Bad Management Styles to Avoid If You Want To Retain Your Employees
Even great managers make mistakes sometimes, and that’s okay. But mistakes aside, adopting a overarching management style that generally empowers, rewards, and motivates employees is critical to the success of any team. A management mistake is forgivable, but a poor management style will drive your employees to disengagement and even eventually turnover.
Avoid these management styles to keep your employees happy, engaged, and, ultimately, still employed with your company:
1. Know-it-All Management
Know-it-alls make terrible leaders and that’s a plain and simple fact. If a person needs to be right every time, all time, even when they’re wrong, they’re not equipped to be a good manager. Not only do know-it-alls feel that their knowledge is superior to everyone else’s knowledge, they also at times even reject perfectly valid arguments and perspectives in favor of their own.
What makes this even worse is that some know-it-alls are actually extremely insecure and their need to always be right is a reflection of their own insecurity. They then take these issues out on their employees in the form of distrust and unwillingness to listen to new ideas, which prevents employees from solving problems on their own and being motivated to do their best work.
2. Assume-the-Worst Management
While the best managers come to work with the assumption that their employees have the will and desire to succeed as long as they’re given support, the “assume-the-worst” managers assume the worst of their employees – that they’re selfish, lazy, and only willing to do things their own way – and manage them according to that assumption.

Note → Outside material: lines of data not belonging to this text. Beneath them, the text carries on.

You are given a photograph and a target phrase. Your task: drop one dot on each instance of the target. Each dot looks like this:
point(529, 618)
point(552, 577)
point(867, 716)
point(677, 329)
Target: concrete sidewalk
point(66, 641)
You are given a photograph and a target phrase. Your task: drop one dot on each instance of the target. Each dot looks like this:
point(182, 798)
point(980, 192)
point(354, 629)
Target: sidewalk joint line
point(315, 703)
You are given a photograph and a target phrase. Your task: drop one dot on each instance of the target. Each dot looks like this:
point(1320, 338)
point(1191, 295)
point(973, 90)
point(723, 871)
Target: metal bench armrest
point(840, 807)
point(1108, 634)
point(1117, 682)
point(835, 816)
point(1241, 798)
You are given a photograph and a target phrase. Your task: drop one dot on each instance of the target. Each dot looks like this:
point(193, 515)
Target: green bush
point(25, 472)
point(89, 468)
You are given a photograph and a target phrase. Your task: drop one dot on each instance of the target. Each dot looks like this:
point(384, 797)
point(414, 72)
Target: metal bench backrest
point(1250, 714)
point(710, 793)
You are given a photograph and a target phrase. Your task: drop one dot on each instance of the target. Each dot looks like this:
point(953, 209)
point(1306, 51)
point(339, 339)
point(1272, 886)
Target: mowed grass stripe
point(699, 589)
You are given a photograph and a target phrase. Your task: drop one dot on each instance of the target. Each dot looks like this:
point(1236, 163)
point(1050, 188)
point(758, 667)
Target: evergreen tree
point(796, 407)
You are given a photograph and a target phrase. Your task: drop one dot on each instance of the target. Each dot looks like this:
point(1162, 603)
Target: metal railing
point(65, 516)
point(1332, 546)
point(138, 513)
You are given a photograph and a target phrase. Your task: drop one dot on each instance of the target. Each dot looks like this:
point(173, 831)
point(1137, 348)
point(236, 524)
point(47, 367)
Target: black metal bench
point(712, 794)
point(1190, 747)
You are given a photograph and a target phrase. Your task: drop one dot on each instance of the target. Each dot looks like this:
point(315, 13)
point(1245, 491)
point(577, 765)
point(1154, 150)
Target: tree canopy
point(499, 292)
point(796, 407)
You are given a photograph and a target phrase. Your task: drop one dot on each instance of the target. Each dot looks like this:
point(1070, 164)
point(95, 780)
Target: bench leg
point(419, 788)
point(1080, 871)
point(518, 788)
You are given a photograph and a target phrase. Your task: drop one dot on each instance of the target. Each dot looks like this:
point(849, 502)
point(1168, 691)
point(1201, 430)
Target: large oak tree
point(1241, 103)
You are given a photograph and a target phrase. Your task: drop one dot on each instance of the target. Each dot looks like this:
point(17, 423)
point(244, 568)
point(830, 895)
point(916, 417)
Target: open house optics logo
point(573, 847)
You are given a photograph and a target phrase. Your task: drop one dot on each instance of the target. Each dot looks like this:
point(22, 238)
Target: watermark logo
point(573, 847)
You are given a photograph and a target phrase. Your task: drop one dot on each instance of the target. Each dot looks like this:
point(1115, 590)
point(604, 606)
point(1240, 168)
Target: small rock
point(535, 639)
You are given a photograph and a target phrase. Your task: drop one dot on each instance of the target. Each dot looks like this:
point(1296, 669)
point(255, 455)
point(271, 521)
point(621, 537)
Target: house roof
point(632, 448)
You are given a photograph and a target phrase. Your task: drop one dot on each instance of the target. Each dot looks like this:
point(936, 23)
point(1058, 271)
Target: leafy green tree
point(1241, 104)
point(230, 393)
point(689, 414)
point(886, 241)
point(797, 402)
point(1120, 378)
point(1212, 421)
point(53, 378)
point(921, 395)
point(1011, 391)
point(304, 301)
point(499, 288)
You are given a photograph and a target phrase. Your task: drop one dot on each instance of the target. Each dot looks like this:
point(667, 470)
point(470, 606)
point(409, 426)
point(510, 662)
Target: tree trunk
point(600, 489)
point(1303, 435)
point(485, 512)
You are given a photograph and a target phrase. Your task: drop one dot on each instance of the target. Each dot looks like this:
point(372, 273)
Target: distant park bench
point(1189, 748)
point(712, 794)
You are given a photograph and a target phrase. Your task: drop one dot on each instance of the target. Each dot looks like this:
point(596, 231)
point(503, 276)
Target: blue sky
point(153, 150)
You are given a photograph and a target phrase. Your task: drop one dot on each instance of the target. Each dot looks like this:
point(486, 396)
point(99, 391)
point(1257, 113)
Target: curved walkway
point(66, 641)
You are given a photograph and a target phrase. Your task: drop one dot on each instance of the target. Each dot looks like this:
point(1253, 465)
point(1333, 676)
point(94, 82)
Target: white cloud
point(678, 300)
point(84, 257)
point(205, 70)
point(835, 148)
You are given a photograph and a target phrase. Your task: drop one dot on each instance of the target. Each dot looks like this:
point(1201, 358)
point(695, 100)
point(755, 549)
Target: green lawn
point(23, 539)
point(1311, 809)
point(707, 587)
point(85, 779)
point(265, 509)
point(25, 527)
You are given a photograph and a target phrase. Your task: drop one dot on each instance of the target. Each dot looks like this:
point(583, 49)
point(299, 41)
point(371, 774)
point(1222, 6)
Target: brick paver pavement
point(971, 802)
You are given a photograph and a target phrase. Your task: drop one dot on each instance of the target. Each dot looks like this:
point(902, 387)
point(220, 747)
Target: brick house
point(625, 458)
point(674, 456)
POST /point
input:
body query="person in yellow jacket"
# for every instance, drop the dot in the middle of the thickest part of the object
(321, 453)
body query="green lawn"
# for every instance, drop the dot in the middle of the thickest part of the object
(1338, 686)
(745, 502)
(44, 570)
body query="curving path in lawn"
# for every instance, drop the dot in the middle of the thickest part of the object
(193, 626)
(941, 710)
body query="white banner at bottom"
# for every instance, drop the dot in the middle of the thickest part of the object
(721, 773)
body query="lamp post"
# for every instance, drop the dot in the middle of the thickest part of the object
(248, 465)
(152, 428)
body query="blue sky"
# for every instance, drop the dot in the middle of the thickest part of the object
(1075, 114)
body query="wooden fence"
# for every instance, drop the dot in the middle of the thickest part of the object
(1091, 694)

This assume-the-worst management style is what it looks like when you have a leader who is pessimistic and overly-focused on the negatives in every situation. The result: it prevents innovation, engagement, and success among team members, who don’t feel valued, trusted, or rewarded for their initiative and drive.
Micromanagers are ever-present, overseeing, guiding, and directing projects and people all day. (If you aren’t sure if this describes you, here’s a quick read that can help). More specifically, a micromanaging manager wants to be involved every decision an employee makes. And in general, he /she spends much of his/her day looking over the shoulders of others either because of a lack of trust, an exorbitant ego – or both!
Employees typically can’t function freely, let alone innovate, under such restrictive management pressure. And, over time, employees who work under a micromanaging boss will begin to feel stifled, incapable of creativity or thoughtful decision-making, and simply exhausted…which means it’s just matter of time before they want to quit.
4. Autocratic Management
The best way to summarize autocratic management is, “It’s my way or the highway!”
Autocratic managers implement decisions and ideas from the top down rather than taking employee feedback from other levels of the organization. It’s almost impossible for employees to grow, develop and feel confident in their role under this type of management because they aren’t a meaningful part of decisions that impact them and, therefore, feel disconnected. In many cases, they also aren’t permitted to ask questions without repercussions and as a result, employees often leave.
5. Overly-friendly Management
You might think that being a very friendly manager makes it more likely for employees to stay longer, but that’s not necessarily the case. In fact, if managers are too friendly with employees, the lines of authority blur and confusion about expectations arise.
Because just think about it: what happens when either manager or employee has negative feedback for the other? Will both sides be able to keep it professional and not let personal feelings interfere with thoughts and decisions at work?
In the worst case scenarios, overly-friendly managers don’t give their employees the structured support and clear, professional expectations that they need to thrive as individual contributors, which makes it harder to keep those team members happy and engaged at work.